Otto Dix schrieb sich 1923 als Meisterschüler an der Düsseldorfer Akademie ein und bekam so die Möglichkeit ein Atelier zu beziehen. An der Akademie konnte er seine Kenntnisse und sein Wissen im Umgang mit Radierungen verbessern.
Besonders aber stechen seine Porträts hervor. Mit denen er sich allmählich einen Namen machte. Sie bilden ein eigenständiges Sujet in seinem Werk.
„Porträtmalen wird heute von den Modernen für eine subalterne künstlerische Beschäftigung gehalten; dabei ist es eine der reizvollsten und schwersten Arbeiten für einen Maler. Vor vielen Jahren sagte Max Liebermann einmal zu mir: ‚Malen Sie nur viel Porträt! Bei uns Deutschen ist sowieso alles Porträt, was wir malen!’“ [4]

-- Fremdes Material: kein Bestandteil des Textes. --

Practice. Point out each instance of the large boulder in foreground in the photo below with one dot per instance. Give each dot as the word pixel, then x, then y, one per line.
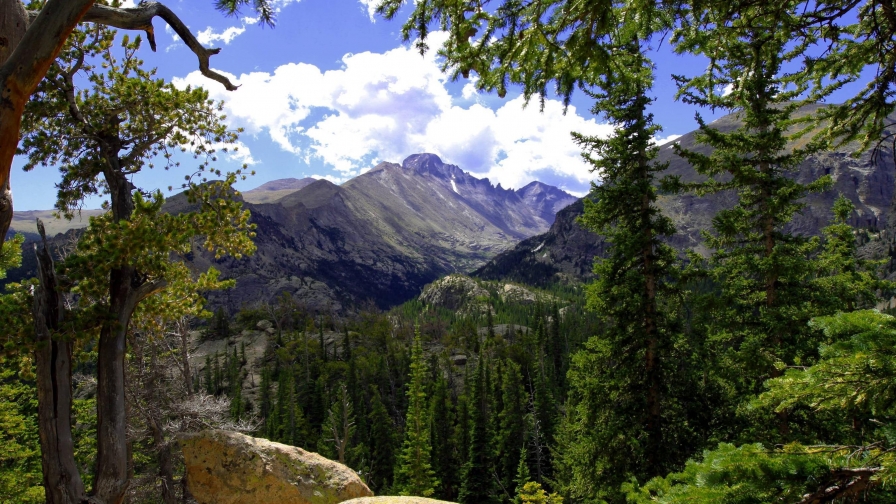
pixel 228 468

Das in der Ausstellung gezeigte Bildnis von Max John, 1920 entstanden, weist bereits die Richtung seiner malerischen Entwicklung auf. John war Drucker und druckte später auch Holzschnitte für Dix. Trotz einiger noch beibehaltener Kriterien aus dem Expressionismus, der schnelle Pinselstrich oder die scharfen Konturen, zeigt sich in dem Bildnis eine klare Formensprache. Der blutrote Hintergrund bestätigt die linke politische Einstellung Johns.
Zu jedem verschiedenen Typ Mensch fand Dix die passende Farbe, um ihn zu charakterisieren. Die Farbe unterstützt die enorme Ausdruckskraft der Bilder.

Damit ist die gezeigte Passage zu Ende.